Try as I might to avoid the death, the wanton imperialist destruction of war, it has invaded here too.

And I am pretty shocked. Even more than Cyril, it appears.

Some comrades think the historic apartheid-era ties to the “Motherland” should be celebrated at all cost, anything to fling a few arrows at the detested “West”.

Of course, as the “junior” member of Brics, there’s also the need to be in good standing with the Big Brothers. Expect nothing to be said or done to cross this line.

The taste test will come when the impact of an unwanted, unnecessary and outrageous invasion costs us more jobs, more economic rack and ruin and increasing fuel pump prices, escalations in the food aisle and some problems in basics, such as sunflower cooking oil. Ukraine, with its vast sunflower fields, is/was a major global supplier of the commodity which is its national flower.

It will remind us that, even though we are at the bottom of the world, we are still part of it.

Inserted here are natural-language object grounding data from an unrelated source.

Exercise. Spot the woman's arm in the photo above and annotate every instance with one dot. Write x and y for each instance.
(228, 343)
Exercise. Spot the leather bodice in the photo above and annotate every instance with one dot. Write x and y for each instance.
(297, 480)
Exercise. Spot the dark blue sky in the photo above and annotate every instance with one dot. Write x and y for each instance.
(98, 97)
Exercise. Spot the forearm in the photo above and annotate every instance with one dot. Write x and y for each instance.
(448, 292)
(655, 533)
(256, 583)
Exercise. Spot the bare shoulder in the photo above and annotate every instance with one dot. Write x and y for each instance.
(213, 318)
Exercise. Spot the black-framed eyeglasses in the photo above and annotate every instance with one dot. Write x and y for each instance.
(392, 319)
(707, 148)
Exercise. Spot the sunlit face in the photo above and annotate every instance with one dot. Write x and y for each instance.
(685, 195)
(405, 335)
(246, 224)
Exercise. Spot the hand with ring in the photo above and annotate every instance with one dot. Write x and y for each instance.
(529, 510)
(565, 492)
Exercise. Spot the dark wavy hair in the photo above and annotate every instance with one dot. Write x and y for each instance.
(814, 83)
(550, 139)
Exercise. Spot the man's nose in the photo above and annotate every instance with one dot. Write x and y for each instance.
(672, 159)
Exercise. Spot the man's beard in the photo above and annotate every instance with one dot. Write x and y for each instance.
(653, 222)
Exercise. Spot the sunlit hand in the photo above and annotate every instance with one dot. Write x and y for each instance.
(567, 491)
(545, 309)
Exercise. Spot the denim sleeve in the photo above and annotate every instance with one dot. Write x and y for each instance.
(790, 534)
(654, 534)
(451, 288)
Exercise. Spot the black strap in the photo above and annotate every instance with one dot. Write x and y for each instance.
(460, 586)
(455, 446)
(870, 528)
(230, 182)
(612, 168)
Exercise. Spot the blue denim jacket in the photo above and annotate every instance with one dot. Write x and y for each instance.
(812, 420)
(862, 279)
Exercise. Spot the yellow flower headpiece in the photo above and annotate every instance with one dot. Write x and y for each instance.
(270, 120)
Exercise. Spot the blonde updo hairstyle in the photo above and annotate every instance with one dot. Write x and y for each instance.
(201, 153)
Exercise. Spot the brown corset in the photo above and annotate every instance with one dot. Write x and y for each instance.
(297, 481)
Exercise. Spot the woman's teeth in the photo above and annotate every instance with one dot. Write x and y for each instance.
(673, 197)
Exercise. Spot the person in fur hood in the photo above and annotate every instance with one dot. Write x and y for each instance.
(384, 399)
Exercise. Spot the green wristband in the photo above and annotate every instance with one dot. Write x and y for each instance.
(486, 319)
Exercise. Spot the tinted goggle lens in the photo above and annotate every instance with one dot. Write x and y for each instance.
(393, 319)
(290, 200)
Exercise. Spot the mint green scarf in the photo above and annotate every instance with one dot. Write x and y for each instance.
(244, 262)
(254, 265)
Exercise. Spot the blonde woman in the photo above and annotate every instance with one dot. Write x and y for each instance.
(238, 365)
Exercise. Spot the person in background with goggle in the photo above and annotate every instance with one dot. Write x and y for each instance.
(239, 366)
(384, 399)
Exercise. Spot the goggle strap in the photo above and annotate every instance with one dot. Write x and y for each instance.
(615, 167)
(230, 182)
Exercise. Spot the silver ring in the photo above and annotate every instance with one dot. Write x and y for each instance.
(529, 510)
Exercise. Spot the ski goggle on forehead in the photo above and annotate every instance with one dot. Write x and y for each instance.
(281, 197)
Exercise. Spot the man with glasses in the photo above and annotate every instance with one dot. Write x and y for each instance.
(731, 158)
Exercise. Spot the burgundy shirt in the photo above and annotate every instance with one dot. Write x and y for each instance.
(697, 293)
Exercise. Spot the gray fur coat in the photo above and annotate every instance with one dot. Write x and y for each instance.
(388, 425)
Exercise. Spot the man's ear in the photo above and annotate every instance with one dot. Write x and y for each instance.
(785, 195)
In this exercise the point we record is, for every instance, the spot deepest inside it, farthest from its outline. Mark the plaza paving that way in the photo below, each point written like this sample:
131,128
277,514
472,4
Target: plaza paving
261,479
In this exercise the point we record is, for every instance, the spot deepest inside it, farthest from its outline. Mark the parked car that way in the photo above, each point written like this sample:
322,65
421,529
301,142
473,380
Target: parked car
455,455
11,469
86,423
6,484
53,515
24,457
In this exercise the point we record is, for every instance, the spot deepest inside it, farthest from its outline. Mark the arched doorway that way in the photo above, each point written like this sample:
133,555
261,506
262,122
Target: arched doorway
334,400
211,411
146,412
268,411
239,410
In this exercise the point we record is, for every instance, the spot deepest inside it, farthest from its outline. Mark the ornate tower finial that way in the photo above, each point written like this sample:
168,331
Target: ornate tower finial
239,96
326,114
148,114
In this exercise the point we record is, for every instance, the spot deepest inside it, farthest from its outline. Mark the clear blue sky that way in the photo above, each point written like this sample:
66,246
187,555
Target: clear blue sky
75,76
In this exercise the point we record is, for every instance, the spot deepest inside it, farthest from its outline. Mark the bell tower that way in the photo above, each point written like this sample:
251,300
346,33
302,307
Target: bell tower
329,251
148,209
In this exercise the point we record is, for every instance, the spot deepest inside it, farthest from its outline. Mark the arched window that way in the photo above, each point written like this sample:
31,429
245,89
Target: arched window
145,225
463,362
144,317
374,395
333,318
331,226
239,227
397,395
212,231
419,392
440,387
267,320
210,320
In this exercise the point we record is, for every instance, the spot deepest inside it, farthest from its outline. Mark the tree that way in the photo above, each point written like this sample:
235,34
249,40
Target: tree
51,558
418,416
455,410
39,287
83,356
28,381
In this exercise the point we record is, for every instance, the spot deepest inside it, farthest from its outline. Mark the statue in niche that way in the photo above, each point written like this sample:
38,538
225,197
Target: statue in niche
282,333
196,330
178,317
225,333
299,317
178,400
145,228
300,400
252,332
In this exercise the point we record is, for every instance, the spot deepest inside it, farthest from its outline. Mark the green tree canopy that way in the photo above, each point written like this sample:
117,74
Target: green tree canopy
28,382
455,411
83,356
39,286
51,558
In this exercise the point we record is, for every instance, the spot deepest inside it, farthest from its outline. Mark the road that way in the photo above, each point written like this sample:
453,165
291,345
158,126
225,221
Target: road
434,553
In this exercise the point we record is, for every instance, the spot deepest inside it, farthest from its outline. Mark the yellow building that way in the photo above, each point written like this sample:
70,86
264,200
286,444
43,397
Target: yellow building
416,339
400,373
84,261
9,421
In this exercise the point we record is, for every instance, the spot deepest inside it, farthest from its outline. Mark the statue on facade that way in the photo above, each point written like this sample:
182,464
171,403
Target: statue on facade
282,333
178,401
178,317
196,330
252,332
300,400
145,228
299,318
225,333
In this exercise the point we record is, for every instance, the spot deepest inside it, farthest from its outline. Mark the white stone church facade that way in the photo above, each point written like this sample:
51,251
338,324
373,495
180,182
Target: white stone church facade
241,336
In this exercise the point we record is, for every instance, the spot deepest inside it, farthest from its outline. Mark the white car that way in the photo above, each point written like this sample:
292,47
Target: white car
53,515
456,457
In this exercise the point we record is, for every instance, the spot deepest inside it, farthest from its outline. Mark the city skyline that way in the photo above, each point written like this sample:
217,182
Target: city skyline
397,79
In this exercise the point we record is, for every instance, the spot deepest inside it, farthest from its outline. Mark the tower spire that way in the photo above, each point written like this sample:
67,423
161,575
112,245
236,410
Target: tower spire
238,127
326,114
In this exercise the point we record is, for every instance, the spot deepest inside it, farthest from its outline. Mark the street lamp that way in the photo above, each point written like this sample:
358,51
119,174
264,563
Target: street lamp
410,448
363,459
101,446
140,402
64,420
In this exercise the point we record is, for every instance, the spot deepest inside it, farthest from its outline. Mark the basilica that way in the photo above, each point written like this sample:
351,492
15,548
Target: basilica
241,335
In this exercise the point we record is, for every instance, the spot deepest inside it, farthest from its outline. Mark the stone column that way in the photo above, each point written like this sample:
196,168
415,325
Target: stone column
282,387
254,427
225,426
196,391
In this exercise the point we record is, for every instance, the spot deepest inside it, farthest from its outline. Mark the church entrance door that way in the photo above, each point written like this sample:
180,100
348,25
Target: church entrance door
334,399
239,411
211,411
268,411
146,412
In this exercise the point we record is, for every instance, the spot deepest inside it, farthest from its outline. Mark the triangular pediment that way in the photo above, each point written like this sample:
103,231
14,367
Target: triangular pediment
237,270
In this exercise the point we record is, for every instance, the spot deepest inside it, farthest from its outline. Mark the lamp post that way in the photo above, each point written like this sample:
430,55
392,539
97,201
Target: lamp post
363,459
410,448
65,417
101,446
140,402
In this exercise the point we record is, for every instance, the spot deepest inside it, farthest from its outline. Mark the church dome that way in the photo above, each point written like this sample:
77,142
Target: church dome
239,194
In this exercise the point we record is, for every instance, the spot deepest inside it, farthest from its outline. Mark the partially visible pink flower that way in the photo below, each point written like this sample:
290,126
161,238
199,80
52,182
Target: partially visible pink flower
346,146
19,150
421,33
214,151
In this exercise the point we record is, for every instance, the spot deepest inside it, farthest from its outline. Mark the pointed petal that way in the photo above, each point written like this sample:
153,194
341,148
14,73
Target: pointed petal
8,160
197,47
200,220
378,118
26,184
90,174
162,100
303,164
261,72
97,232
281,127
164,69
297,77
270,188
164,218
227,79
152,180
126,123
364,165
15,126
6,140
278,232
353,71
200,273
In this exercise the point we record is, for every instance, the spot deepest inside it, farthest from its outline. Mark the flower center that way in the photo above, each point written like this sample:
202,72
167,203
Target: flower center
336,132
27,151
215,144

As a nation that fought for its own sovereignty and democracy, it seems inconceivable that a large portion of our body politic and its supporters are slamming the “West” for its anti-Russian stance.

Really?

If we need an equivalent, it would be the same as our former Great Britain and Dutch colonists invading us with an eye to regaining “occupied” land. How loud would the howls of outrage be then?

The unprecedented reaction from most other countries should be an indication of the peril the world is in. Switzerland breaking with centuries of neutrality. Staunchly pacifist Germany providing weapons of war to another country. Finland and Sweden threatened with armed action if they go ahead in their bid to join Nato.

The world has gone mad.

As a Boomer, I recall the fear of nuclear attacks. We weren’t quite taught to climb under our school desks, but I remember a huge white medical encyclopaedia on our bookshelf. The first dozen or so pages were devoted to what to do in the event of a nuclear attack. With big pictures and graphs and Doom-warnings. It terrified the hell out of me.

That’s sort of how I feel now.

That orange thing in the White House a while back had secret meetings with the other fascist dictator. As troops were sent in to “save” the independent, democratic Ukraine, the Defeated Former Guy called the move savvy and genius.

The world has still not found out what the deal between the two is. Kompromat is one possibility. Billions of dollars changing hands is another. Former right-wing bigots who a while back were “anti-commie” are now praising the “commie-in-chief”.

The DFG did everything he could to sow chaos in (even toothless) organisations, institutions, alliances and bodies set up to prevent another world war.

Even as every able Ukrainian – and others from around the world who have volunteered – fights to defend its democracy, one can’t help but wonder where the oligarchs and the corrupt and their sons are.

Probably in a gentlemen’s club reading Dulce et decorum est. Pro patria mori.